Taking a step back, the mid-level lapse rates were fairly unimpressive across the area and this was acknowledged by SPC leading up to the event. The reanalysis showed lapse rates of 5.5 C/km or less across much of southern New England, with some lapse rates over 6 C/km across Maine.
Upper level considerations:
Analogs very strongly favored a relatively low-end severe event, especially given the position of the upper level low and the fact that the flow aloft was out of the SW. The RAP analysis from July 15th shows that the most significant vortmax was located very close to the upper level low, which was west of even western New York. There was some positive vorticity advection across northern New England, which likely was a factor in boosting some of the severe thunderstorms north and northwest of Boston, Mass. The mesoanalysis showed a weak, elongated vortmax between 18z on the 15th and 00z on the 16th, but this was up across northern Vermont and the northwestern Maine/Canada border.
Finally, when also looking at the upper level flow, it was once again below climo levels with respect to significant severe events. The GYX and OKX soundings showed just 40 knots and 39 knots respectively of 500mb flow at 12z on the 15th. The upper level flow actually decreased notably at OKX to 31 knots by 00z on the 16th. While severe events can occur in the Northeast with limited upper level flow, the more impressive events typically have much stronger flow aloft. It should also be mentioned that the 850mb jet was unimpressive, with wind speeds of just 20 to 30 knots. Only one run of the Euro showed a signal of a strong jet and that was 144 hours prior, when it was predicting 45-55+ knots of 850mb flow.

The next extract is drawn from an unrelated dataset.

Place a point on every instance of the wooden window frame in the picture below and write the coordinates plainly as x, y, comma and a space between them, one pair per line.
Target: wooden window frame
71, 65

The relatively weak flow and generally unidirectional shear pattern can be seen clearly in the 12z July 15th OKX sounding:
Considering the mesoscale models:
The HRRR performed poorly on the larger scale, as it did not show pre-frontal activity contaminating the environment across southwestern New England. Instead, it was more optimistic in terms of severe and even showed somewhat alarming significant tornado parameter values over 1 across much of Connecticut. Although some convection did cross over from Long Island into Connecticut, this wasn’t until late at night and most of that activity was marginally severe or below severe limits. Some fairly weak storms did fire across eastern New York by late afternoon, but those merged with other convection to form a very messy storm mode, one that favored training of heavy rains and flash flooding. The models also showed more backing of low-level winds than what was observed on the morning of July 15th and through the event.
In summary, what went wrong?
While it’s easy to blame the entire bust on early day convection across Connecticut, consider again the forecast parameters in place that verified very closely to the actual analysis. Instability was somewhat elevated, but still modest at best with around 1,000 J/kg of MLCAPE. Shear was also elevated, but 40 knots of bulk shear is somewhat below the average for past severe cases. One of the most glaring parameters missing from the equation was helicity. Helicity was expected and verified to be quite low on the spectrum, with 100 m2/s2 at best, while tornado activity favors more than that. With a SW flow aloft, a more strongly backed low-level wind profile would have supported a greater threat of severe. Instead, any backing was minimal, with the mean low-level wind flow being S to SW. It would have been one thing if mid-level lapse rates were impressive, to offset some of the other marginal parameters, but 5.5 C/km is not going to make up for everything else.